1. Be Grateful. Be Thankful. Be Compassionate. Every Day. Several years ago I made it a habit to say thank you to one person each day, and that simple habit has made me richer in spirit. In 2018 I kept up that habit and made progress in being more intentional about gratefulness, thankfulness, and compassion. Being grateful, thankful, and compassionate is, to me, about equality. If we are honest with ourselves, we realize that we are all in this life together.
2. Exercise six days a week for the rest of your life. Last year I wrote that I was going to keep the cartoon in mind where the doctor asks his middle-aged male patient, “Which is more inconvenient for you: 1 hour a day of exercise or 24 hours a day of dead?” In 2018 I built a daily ritual of long-distance walking into my mornings which has been very satisfying. But I have to focus on Rule #5 for this to really have an effect. My health has to become more of a priority in 2019. Period.
3. Listen more than you talk. This is a tough one to measure, as few people will give you honest feedback (and few people have the same standard of what is too much talking). So I’ll just repeat what I wrote last year: “It is always a challenge when I find myself in a place of some authority (either at work or home) not to grab the bully pulpit. While David Isay, the founder of Story Corps, says listening is hard, he also notes that listening is an act of love…an act that one never regrets.” I do know of a number of instances this past year when I really listened, and for that I am grateful.
4. Spend less than you make. 2018 was (yet) another year when I didn’t buy any new guitars! Seriously, I think I did well in this area, although when I do spend (e.g., good restaurants, good wine) I tend to treat myself and others well. I continue to adjust some of my expectations in order to live with much less regular income in the not-too-distant future. I’m also thinking more about what to give away.
5. Quit eating crap! Eat less of everything else. Well, I failed here. Bigly. When I go to “My Fitness Pal” and look at my weight trend line for the year, I had a very good first quarter, and then saw it slowly but relentlessly rise over the last three quarters. Several years ago I successfully gave up drinking sodas (I had a several-Diet Cokes-a-day-habit), and now I have to get serious about some other things to give up completely. See Rule #2 above.
6. Play music. I continue to believe that the world is a better place when I play music. My music is better when I play with others. However, when I look at my tracking charts for 2018, I only pulled out my guitars 2-3 days/week. While I may not make it to every day in 2019, I’d like to open those cases and hear those strings sing at least five days a week.
7. Connect and commit. Over the years since I set these rules, we made progress as a family in gathering people together on a regular basis.

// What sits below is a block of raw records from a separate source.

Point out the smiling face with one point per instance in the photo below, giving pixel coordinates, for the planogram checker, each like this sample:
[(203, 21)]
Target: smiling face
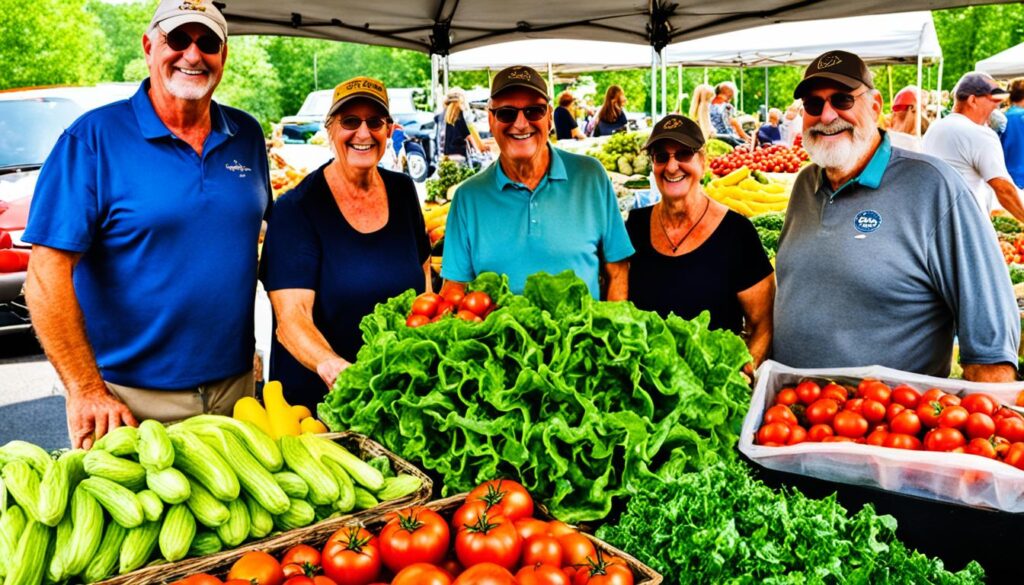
[(188, 74), (360, 149), (839, 138), (674, 178), (521, 140)]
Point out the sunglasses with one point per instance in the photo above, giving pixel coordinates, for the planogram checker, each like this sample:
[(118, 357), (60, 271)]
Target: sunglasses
[(681, 156), (353, 122), (815, 105), (508, 115), (179, 40)]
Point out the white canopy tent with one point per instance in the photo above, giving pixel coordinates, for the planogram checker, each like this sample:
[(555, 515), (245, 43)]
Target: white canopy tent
[(1006, 65)]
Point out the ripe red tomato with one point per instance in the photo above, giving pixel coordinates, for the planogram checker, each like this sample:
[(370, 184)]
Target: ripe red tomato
[(485, 574), (819, 432), (808, 391), (542, 575), (259, 568), (426, 304), (780, 413), (542, 549), (786, 397), (422, 574), (980, 403), (416, 535), (821, 411), (478, 302), (509, 498), (850, 424), (351, 556), (492, 539)]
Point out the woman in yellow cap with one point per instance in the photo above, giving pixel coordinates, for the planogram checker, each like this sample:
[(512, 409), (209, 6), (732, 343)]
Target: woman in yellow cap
[(349, 236)]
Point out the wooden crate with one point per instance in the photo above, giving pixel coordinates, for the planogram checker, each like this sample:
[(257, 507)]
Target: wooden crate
[(359, 445)]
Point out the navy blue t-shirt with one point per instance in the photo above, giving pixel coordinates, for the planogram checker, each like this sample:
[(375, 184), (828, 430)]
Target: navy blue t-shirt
[(310, 245)]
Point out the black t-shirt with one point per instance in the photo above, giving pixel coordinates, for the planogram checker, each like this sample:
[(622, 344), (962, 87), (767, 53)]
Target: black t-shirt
[(730, 261), (310, 245), (564, 123), (455, 136)]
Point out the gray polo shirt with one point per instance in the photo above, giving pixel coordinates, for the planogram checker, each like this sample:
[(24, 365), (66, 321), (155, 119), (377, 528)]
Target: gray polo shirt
[(888, 268)]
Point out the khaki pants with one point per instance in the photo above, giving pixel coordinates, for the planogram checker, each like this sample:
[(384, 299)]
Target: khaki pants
[(171, 406)]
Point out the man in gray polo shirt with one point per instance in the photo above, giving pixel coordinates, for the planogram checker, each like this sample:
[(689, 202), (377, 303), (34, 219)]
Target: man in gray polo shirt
[(885, 255)]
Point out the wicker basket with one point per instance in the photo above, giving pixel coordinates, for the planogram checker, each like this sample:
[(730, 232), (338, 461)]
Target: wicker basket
[(320, 532)]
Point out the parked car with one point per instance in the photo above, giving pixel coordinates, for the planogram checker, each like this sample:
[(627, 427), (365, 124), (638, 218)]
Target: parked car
[(31, 122)]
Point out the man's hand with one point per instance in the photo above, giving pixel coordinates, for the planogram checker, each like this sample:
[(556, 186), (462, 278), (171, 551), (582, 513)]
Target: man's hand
[(329, 370), (92, 416)]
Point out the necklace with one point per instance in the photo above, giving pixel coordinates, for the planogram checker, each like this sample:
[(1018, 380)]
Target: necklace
[(675, 245)]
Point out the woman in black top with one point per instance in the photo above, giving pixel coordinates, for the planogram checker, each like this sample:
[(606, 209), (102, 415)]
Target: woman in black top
[(694, 254)]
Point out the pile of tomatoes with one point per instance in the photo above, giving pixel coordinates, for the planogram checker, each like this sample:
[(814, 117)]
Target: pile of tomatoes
[(429, 307), (773, 159), (492, 539), (898, 417)]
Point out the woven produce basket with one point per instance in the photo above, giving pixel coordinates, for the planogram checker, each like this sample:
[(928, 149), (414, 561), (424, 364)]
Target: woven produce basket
[(359, 445)]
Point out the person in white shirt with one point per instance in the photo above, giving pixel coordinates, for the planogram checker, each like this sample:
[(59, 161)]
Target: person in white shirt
[(965, 141)]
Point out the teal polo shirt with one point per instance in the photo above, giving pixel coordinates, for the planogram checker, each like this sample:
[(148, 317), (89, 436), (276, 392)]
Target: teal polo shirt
[(570, 220)]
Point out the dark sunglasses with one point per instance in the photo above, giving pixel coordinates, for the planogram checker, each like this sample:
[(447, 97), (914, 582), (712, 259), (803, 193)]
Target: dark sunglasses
[(508, 115), (681, 156), (179, 40), (815, 105), (353, 122)]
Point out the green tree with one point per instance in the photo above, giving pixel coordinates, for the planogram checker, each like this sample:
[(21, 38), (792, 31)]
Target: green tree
[(45, 43)]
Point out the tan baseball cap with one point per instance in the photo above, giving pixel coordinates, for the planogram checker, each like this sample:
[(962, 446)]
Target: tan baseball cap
[(172, 13), (365, 87)]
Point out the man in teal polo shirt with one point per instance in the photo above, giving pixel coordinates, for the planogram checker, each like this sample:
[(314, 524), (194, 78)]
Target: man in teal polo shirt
[(538, 208), (885, 255)]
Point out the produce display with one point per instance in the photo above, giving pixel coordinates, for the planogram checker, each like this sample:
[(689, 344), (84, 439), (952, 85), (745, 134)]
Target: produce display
[(776, 158), (578, 400), (156, 493), (492, 538), (900, 417), (749, 193), (721, 526)]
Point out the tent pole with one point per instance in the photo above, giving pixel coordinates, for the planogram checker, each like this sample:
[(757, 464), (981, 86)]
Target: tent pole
[(921, 96)]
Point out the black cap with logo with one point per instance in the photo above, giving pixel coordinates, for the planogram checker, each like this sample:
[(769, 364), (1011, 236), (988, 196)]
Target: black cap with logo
[(678, 128), (841, 67), (518, 76)]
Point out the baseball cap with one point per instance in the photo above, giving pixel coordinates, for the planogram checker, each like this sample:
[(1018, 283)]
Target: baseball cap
[(975, 83), (678, 128), (518, 76), (365, 87), (172, 13), (842, 67)]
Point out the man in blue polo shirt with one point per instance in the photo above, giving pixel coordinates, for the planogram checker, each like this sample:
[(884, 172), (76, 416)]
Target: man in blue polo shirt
[(145, 221), (885, 254), (538, 208)]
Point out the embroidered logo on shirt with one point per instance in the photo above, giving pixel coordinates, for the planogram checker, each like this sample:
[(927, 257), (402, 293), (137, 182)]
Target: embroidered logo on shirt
[(867, 221), (239, 168)]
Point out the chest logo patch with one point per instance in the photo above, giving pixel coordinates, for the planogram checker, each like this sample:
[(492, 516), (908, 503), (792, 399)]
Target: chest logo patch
[(867, 221)]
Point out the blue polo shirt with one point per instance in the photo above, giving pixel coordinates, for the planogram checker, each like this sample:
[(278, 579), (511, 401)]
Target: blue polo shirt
[(168, 238), (570, 220)]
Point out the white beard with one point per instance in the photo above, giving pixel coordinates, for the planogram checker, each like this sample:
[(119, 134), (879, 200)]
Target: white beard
[(840, 156)]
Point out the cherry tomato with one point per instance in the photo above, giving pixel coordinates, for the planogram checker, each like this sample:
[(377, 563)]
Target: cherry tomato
[(779, 413), (351, 555), (422, 574), (259, 568), (819, 432), (850, 424), (508, 497), (808, 391), (821, 411), (416, 535)]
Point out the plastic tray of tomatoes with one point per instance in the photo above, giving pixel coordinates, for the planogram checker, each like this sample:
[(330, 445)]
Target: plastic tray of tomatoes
[(493, 535), (845, 443)]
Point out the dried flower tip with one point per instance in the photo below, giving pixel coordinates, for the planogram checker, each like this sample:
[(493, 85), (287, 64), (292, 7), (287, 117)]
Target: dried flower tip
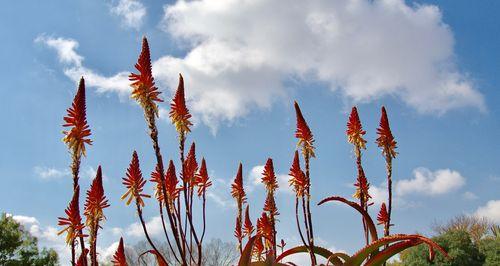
[(355, 130), (72, 223), (190, 166), (202, 179), (248, 228), (134, 182), (268, 176), (144, 90), (237, 190), (158, 178), (298, 179), (171, 183), (178, 111), (238, 233), (383, 215), (119, 258), (303, 133), (270, 205), (385, 138), (77, 136), (96, 200), (362, 187)]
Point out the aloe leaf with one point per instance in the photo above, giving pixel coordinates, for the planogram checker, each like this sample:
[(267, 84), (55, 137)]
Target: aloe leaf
[(363, 254), (323, 252), (366, 216)]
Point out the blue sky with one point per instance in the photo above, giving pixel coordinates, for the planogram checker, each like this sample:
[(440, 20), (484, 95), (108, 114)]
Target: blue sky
[(433, 64)]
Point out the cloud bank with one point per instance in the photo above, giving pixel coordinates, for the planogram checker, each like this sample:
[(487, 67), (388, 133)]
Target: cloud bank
[(240, 54)]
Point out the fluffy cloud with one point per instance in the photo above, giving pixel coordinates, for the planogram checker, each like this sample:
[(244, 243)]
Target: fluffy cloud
[(131, 12), (490, 211), (428, 182), (49, 173), (240, 54)]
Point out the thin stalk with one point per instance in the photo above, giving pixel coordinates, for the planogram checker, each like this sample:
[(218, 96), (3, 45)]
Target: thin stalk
[(309, 216), (165, 231), (139, 213)]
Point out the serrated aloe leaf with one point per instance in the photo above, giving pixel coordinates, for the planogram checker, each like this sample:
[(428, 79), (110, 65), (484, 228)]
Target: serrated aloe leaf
[(323, 252), (363, 254), (366, 216)]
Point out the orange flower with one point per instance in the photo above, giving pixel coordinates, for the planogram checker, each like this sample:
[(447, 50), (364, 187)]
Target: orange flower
[(268, 176), (156, 177), (265, 229), (143, 84), (73, 221), (119, 258), (248, 228), (237, 230), (178, 111), (385, 138), (83, 258), (362, 187), (171, 183), (190, 166), (355, 131), (202, 179), (76, 119), (96, 200), (237, 190), (303, 133), (298, 179), (383, 215), (270, 206), (134, 182)]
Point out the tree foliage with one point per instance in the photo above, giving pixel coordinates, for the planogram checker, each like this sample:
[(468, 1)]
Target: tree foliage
[(19, 247)]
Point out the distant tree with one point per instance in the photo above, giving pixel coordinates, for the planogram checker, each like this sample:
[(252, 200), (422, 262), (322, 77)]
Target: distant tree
[(477, 228), (19, 247)]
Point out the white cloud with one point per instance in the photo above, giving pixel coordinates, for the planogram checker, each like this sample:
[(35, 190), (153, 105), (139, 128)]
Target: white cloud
[(50, 173), (131, 12), (469, 196), (490, 211), (242, 51), (240, 54), (430, 183), (255, 177), (154, 227), (73, 68)]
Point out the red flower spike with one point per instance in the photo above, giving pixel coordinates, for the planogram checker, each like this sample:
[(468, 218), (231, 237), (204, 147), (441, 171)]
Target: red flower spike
[(268, 176), (143, 85), (385, 138), (355, 130), (119, 258), (77, 137), (362, 187), (72, 223), (134, 182), (303, 133), (270, 205), (96, 200), (238, 233), (298, 179), (156, 177), (248, 228), (383, 215), (190, 166), (83, 258), (202, 179), (179, 113), (171, 183), (237, 190), (265, 229)]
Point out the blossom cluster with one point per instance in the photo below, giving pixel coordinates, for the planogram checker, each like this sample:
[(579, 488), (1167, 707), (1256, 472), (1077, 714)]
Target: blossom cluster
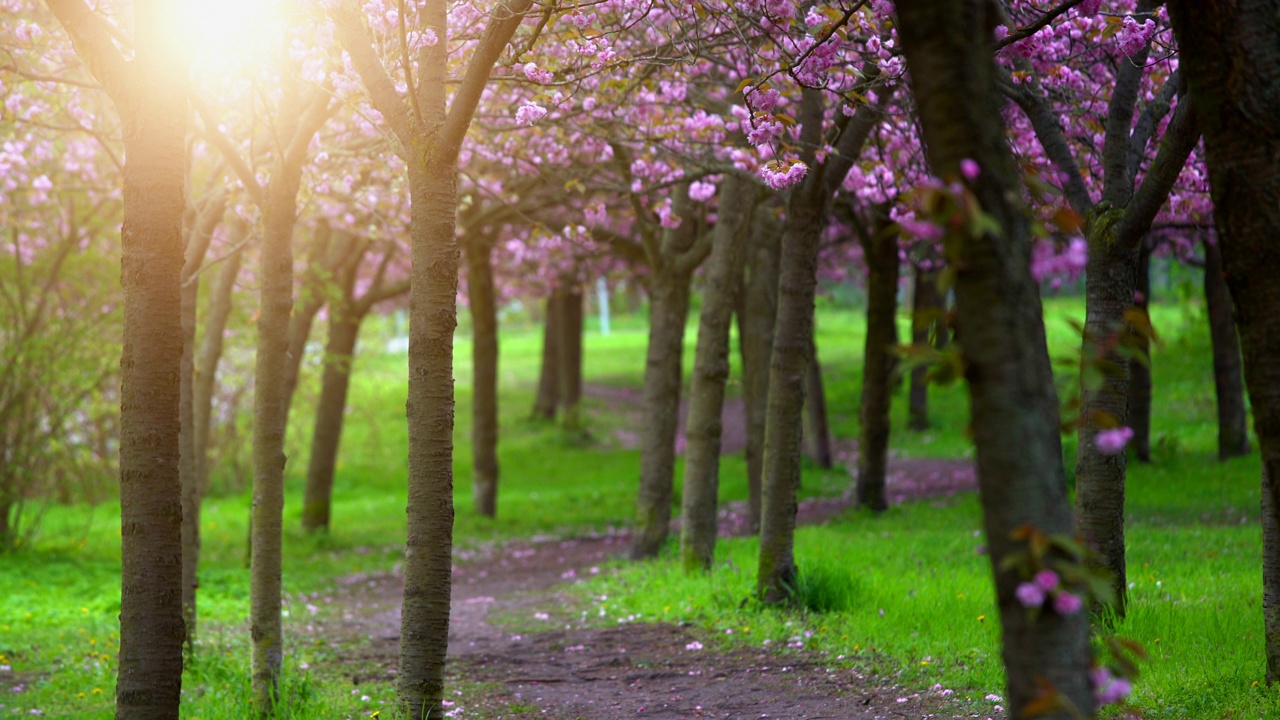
[(1046, 589)]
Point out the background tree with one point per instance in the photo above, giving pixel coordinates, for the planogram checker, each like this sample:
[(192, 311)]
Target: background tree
[(428, 132), (1230, 53)]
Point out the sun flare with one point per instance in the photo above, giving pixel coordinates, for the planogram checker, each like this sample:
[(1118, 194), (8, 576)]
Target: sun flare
[(229, 36)]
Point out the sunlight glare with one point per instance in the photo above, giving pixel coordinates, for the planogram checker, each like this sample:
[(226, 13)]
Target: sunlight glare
[(231, 36)]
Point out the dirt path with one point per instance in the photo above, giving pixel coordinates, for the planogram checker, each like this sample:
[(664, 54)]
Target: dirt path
[(571, 671)]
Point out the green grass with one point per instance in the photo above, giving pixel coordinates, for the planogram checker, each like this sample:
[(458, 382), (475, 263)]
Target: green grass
[(1193, 551)]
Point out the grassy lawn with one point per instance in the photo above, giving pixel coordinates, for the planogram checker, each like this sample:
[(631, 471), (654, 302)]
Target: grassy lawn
[(904, 595)]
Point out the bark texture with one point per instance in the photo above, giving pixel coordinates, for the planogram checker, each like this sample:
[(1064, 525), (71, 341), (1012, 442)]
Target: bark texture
[(927, 329), (570, 367), (1233, 418), (548, 377), (816, 410), (759, 305), (711, 373), (668, 308), (792, 343), (270, 409), (216, 314), (1230, 53), (1013, 401), (150, 95), (199, 233), (1115, 226), (1100, 477), (484, 359), (336, 379), (792, 333), (1139, 373), (880, 249)]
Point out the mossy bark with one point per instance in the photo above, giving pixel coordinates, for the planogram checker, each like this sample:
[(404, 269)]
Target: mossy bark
[(792, 343), (927, 329), (759, 305), (668, 308), (816, 409), (150, 95), (484, 360), (880, 250), (1233, 418), (711, 372), (1230, 54), (548, 378), (1000, 324), (570, 365), (1139, 373), (1100, 477), (327, 434)]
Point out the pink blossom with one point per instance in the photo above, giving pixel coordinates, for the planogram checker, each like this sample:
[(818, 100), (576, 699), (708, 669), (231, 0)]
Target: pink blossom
[(530, 113), (1133, 36), (536, 74), (781, 174), (702, 191), (1046, 579), (922, 229), (1110, 442), (1031, 595), (1066, 604)]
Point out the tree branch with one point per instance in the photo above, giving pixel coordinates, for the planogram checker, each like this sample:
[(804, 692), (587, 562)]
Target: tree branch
[(1048, 131), (209, 130), (503, 21), (1146, 127), (350, 28), (1180, 139), (1037, 26), (92, 41)]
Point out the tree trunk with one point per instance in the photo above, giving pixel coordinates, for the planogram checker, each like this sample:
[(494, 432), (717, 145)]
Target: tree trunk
[(880, 249), (151, 625), (816, 408), (792, 343), (1100, 477), (187, 466), (270, 409), (668, 308), (1230, 54), (328, 253), (1013, 402), (926, 331), (711, 372), (197, 238), (548, 377), (343, 333), (570, 382), (755, 332), (1233, 429), (218, 313), (428, 556), (1139, 373), (484, 359)]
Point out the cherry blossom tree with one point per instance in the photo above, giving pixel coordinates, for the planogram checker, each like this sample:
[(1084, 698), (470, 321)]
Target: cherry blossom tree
[(1230, 54), (150, 95), (1000, 326)]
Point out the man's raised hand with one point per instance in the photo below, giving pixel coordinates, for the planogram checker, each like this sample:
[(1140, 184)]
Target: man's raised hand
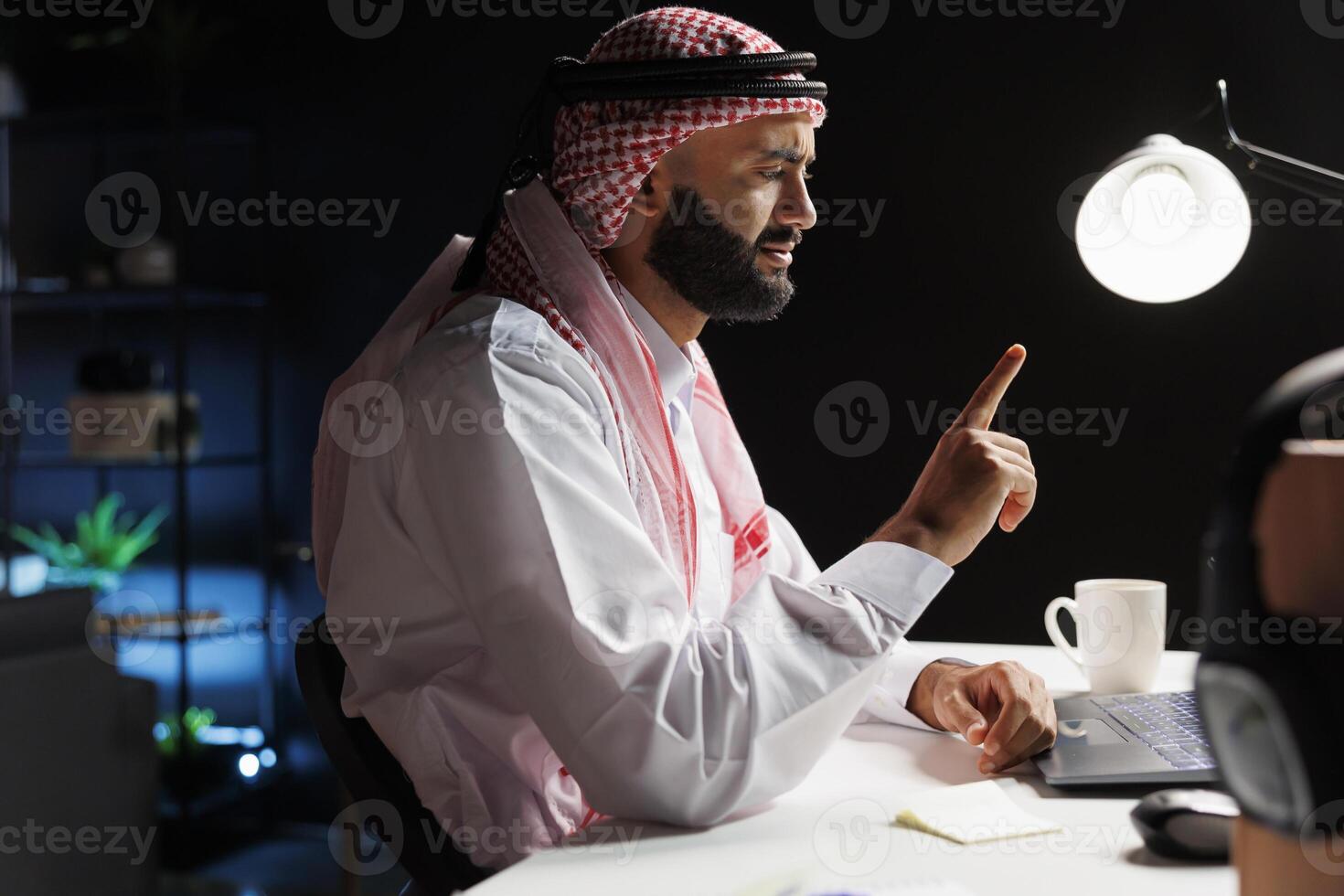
[(975, 478)]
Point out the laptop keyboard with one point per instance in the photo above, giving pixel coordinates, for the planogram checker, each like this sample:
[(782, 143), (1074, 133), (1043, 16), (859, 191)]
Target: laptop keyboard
[(1166, 721)]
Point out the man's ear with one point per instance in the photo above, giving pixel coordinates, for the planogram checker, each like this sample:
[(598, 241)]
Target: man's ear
[(652, 197)]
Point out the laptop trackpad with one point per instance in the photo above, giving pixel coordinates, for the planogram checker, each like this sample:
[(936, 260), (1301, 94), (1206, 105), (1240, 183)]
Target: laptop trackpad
[(1087, 732)]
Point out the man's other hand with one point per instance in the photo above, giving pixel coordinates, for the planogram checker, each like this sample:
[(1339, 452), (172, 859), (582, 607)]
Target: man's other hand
[(1001, 707)]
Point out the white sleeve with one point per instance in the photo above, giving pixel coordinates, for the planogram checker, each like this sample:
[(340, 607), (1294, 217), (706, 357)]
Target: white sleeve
[(657, 713), (890, 692)]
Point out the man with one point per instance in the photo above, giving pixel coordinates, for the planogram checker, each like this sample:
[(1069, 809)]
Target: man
[(591, 609)]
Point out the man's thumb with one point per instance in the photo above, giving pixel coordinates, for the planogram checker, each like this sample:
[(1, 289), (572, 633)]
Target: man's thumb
[(965, 718)]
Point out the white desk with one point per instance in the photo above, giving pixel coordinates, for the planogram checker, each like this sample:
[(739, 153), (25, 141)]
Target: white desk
[(835, 825)]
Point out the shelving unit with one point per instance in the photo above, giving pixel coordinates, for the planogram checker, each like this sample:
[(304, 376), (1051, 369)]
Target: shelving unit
[(180, 305), (177, 312)]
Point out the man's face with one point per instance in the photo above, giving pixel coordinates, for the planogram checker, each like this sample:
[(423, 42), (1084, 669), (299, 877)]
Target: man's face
[(731, 206)]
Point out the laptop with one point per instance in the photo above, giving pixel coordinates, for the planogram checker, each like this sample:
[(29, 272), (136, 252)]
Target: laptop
[(1129, 739)]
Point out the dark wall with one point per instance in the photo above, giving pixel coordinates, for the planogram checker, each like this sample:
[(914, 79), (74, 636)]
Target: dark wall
[(968, 129)]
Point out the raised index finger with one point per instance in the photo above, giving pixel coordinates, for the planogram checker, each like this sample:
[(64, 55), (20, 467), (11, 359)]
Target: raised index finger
[(984, 403)]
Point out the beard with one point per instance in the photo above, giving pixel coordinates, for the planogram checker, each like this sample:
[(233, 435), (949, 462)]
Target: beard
[(714, 268)]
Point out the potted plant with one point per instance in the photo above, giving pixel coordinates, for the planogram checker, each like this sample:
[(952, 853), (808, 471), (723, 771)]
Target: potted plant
[(103, 547)]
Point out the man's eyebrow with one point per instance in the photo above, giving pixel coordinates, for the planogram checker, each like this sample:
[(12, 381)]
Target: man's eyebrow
[(789, 155)]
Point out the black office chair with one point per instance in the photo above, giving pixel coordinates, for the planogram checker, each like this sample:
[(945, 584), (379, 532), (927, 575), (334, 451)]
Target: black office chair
[(369, 772)]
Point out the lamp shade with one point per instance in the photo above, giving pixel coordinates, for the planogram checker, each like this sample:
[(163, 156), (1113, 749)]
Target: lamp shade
[(1163, 223)]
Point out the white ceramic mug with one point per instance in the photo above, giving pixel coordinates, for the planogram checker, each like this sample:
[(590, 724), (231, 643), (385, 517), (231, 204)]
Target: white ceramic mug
[(1121, 632)]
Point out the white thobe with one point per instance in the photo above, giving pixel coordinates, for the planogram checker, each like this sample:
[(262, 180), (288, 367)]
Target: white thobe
[(514, 635)]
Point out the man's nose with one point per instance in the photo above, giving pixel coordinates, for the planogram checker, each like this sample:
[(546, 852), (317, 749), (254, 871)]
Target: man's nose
[(795, 208)]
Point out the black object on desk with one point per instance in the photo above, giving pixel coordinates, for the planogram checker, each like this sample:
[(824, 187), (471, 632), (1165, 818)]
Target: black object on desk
[(1187, 824)]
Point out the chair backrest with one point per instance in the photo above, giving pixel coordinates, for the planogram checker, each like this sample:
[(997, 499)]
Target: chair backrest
[(371, 773)]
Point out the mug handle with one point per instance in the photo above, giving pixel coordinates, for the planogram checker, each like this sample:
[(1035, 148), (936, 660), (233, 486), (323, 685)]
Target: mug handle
[(1057, 635)]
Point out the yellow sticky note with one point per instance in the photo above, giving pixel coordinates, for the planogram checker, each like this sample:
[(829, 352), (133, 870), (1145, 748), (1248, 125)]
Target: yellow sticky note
[(971, 815)]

While that slipped some in 2017, I was able to get together more with colleagues from work in 2018. Next year, I want to add more friends outside work to this equation. I’m going to push myself not just to think of getting together for dinners, but focus on talks over coffee and other less demanding yet ultimately satisfying connections. I’m going to take some of my own recent advice when I find myself not knowing how to break the ice. I’ll “simply walk up and say, ‘Tell me about yourself,’ (a.k.a. the only icebreaker you’ll ever need.)”
8. Don’t be a Grumpy Old Man. Enjoy life! This is not a concern on a daily basis, but more of a reminder that it can be easier to lose the joy of life as one moves through the years. I’ve certainly seen my elders who have handled this coming period of life with grace and happiness, and others who feel entitled, bitter, and—yes—grumpy. During the winter months, I work very hard not to let my SAD (Seasonal Affective Disorder) symptoms show through to others. I also spent time this past year thinking about how much I still had to contribute in a range of life’s activities. Others helped me remember—as Madeleine L’Engle has written—that “you are every age you’ve ever been.” Living through what you know and who you have been from the years of life is a way to understand current circumstances and embrace new possibilities. That’s my goal in 2019 and beyond.
So there you have it. 2019? Bring it on!